The downside of inulin is that too much insulin can produce gas and bloat in sensitive people, and cooking sunchokes well can minimize this effect. And because of this reason, the Jerusalem artichoke has come to be known by another, darker name: the "Fartichoke."
Sunchoke is packed in both soluble and insoluble fibers! There are many health benefits when you consume dietary fiber. It includes promoting a healthy weight, reducing cholesterol, reducing constipation problems, adding bulk to the digestive tract, promoting blood sugar control, and so much more!
Even though sunchoke is sweet, it is low in calories. A 150g artichoke has 109 calories, which is lower in calories than a 150g potato.
Lower Glycemic Index
Sunchoke has a lower glycemic index score than potatoes, thanks to their starchy fiber that stops any spikes in blood sugar levels. This makes sunchoke an ideal sweetener for diabetics and dietetics.
In the United States, sunchokes (Jerusalem artichokes) are typically in their peak season from October to May. However, it's worth noting that the availability of sunchokes may vary based on the region and local growing conditions.
How to Cook Sunchoke/ Jerusalem Artichoke
Sunchoke can be eaten raw and can be served raw. They are the perfect addition to raw and fresh recipes. You can serve them along with your favorite vegetables and use them as healthy dippers. And because they do have a crunchy texture, some add them to a slaw. Raw artichoke will turn brown when it's exposed to the air, like an apple or sliced potato. To prevent this, you can put them in water or lemon water.
Sunchoke can be roasted like a potato. Toss them with olive oil and salt, roast at 425 degrees for 20 minutes, or slow roast at 325 to 350 degrees for about one hour to one and half hours until it's lightly caramelized and fork-tender.
Bring a pot of lightly salted water to boil and place the sunchoke in. Cover and cook until crisp-tender. This process can take up to 10 minutes, depending on the size of your sunchoke.

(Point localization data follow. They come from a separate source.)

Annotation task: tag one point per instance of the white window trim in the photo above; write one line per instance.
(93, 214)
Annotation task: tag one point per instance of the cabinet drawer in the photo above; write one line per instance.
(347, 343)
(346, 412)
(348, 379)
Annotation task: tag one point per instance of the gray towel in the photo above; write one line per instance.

You can place boiled sunchoke and mash it with a masher. Add some salt and pepper, and it's ready to be served. You can mesh it as is or mash it with potatoes.
You can place boiled sunchoke in a food processor and eat it in butter and cream.

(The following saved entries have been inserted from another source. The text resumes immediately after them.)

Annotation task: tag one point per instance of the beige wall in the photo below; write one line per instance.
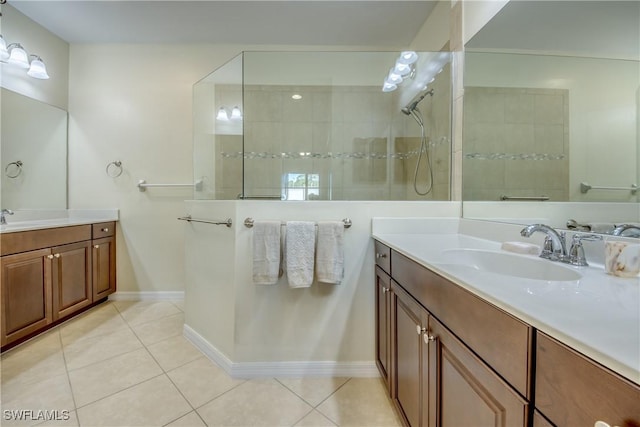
(17, 28)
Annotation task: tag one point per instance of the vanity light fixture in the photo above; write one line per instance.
(222, 115)
(236, 114)
(402, 69)
(16, 55)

To saute Jerusalem artichokes:
Slice them into cubes or slices.
In a large cast-iron skillet, heat up some olive oil and add in the Jerusalem artichokes.
Stir occasionally until they start to brown.
How To Select Sunchoke
When selecting sunchoke/ Jerusalem artichoke, look for smooth surfaces and firm tubers. Avoid sprouted, greenish colors, black spots, blemishes, or bruised roots. For less scrubbing and prep time, choose fewer knobby ones.
Particularly avoid sunchokes with wrinkles or browning of the skin as these signs can indicate that the sunchoke has reached a more mature stage. The older the sunchoke, the sponger they are, and it is not the yummy character you want.
How To Clean Sunchoke
Wash the tubers thoroughly in cold water with gentle scrubbing. The peel is perfectly fine to eat and can be peeled or not. If the Jerusalem artichokes are scrubbed well, peeling may be avoided. But if you would like to peel it, you can remove the skin with a vegetable peeler.
How To Store Sunchoke
To store Jerusalem artichokes (sunchoke) in the refrigerator, wrap the tubers in a paper towel and store them in the vegetable drawer. This method can help maintain their freshness for up to three weeks.
While edible tuber can be frozen or preserved through canning and pickling, it's important to note that these methods may result in discoloration and changes in texture, making them less than ideal-options.
For freezing Jerusalem artichokes, it's recommended to blanch them first. Start by briefly immersing the tubers in boiling water and then transferring them to ice water to cool rapidly. Once cooled, place the blanched tubers in an airtight freezer bag before storing them in the freezer. This blanching process helps preserve the quality of the tubers during freezing.